Fans of FC Zenit Saint Petersburg, one of Russia’s top football clubs, got a surprise this morning if they visited the team’s website.
Instead of seeing stories and images of their favourite soccer players in action, they were presented with a page of insults directed at the city’s political leaders.
Images of Saint Petersburg governor Valentina Matviyenko and Vadim Tyulpanov, speaker of the city parliament, were shown alongside a message that translated is part as:
"To hell with the party of thieves and pickpockets. They have already destroyed more buildings than the Nazis during the attack on Leningrad between '41 and '44"
The rant went on to criticise political leaders for poorly clearing up icicles and winter snow, leading to the tragic death of five people, including two children.

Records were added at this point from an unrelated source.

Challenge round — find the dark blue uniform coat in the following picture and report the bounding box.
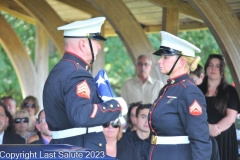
[148,74,212,160]
[43,53,121,150]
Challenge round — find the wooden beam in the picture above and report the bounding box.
[15,0,64,55]
[0,0,35,24]
[162,7,179,35]
[104,22,207,36]
[179,21,207,31]
[0,14,38,99]
[187,0,240,96]
[147,0,203,22]
[58,0,101,17]
[88,0,168,82]
[35,24,49,82]
[229,3,240,10]
[35,24,49,110]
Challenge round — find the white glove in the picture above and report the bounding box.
[113,97,128,116]
[101,96,112,102]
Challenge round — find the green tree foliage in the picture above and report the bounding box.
[0,12,61,105]
[104,37,135,96]
[0,12,35,105]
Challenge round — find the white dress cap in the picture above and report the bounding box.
[153,31,201,57]
[57,17,106,41]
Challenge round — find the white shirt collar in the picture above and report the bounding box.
[147,76,153,84]
[135,76,153,84]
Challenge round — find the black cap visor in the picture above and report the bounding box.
[64,32,107,41]
[88,33,106,41]
[153,46,182,56]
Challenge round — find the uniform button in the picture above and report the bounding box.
[117,104,120,107]
[171,80,175,84]
[99,143,102,147]
[110,104,113,108]
[86,66,88,70]
[76,63,79,65]
[149,121,151,124]
[149,111,152,114]
[103,107,106,109]
[183,80,185,82]
[160,96,162,98]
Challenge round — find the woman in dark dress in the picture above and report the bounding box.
[198,54,240,160]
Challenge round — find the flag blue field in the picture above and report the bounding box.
[94,70,114,101]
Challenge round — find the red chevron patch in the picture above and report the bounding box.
[189,100,202,116]
[76,80,90,99]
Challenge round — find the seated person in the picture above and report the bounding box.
[102,119,140,160]
[20,96,39,133]
[1,95,17,116]
[0,102,25,144]
[122,104,151,160]
[27,109,52,144]
[125,102,142,132]
[13,109,35,142]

Interestingly, a message on FC Zenit’s Facebook page denied that their website had been hacked, and put the blame on a problem with their DNS records.
If that’s right then it means that the club’s own web servers weren’t necessarily breached by the hackers.
DNS records work like a telephone book, converting human-readable website names like example.com into a sequence of numbers understandable by the internet. What seems to have happened is that someone changed the lookup at the DNS registrar, so when you entered FC Zenit’s website address into your browser you were instead taken to a website that wasn’t under the club’s control.
Thank the stars that those behind this attack didn’t point football fans to a malicious webpage containing malware, rather than a political message.
One question remains. How did the hackers change the DNS records for the football site’s website? Could it be that they managed to guess the passwords used to secure access to those records?
FC Zenit may be feeling sick as a parrot after having had their website messed around with in this fashion – but they’re not the first to have suffered in this way.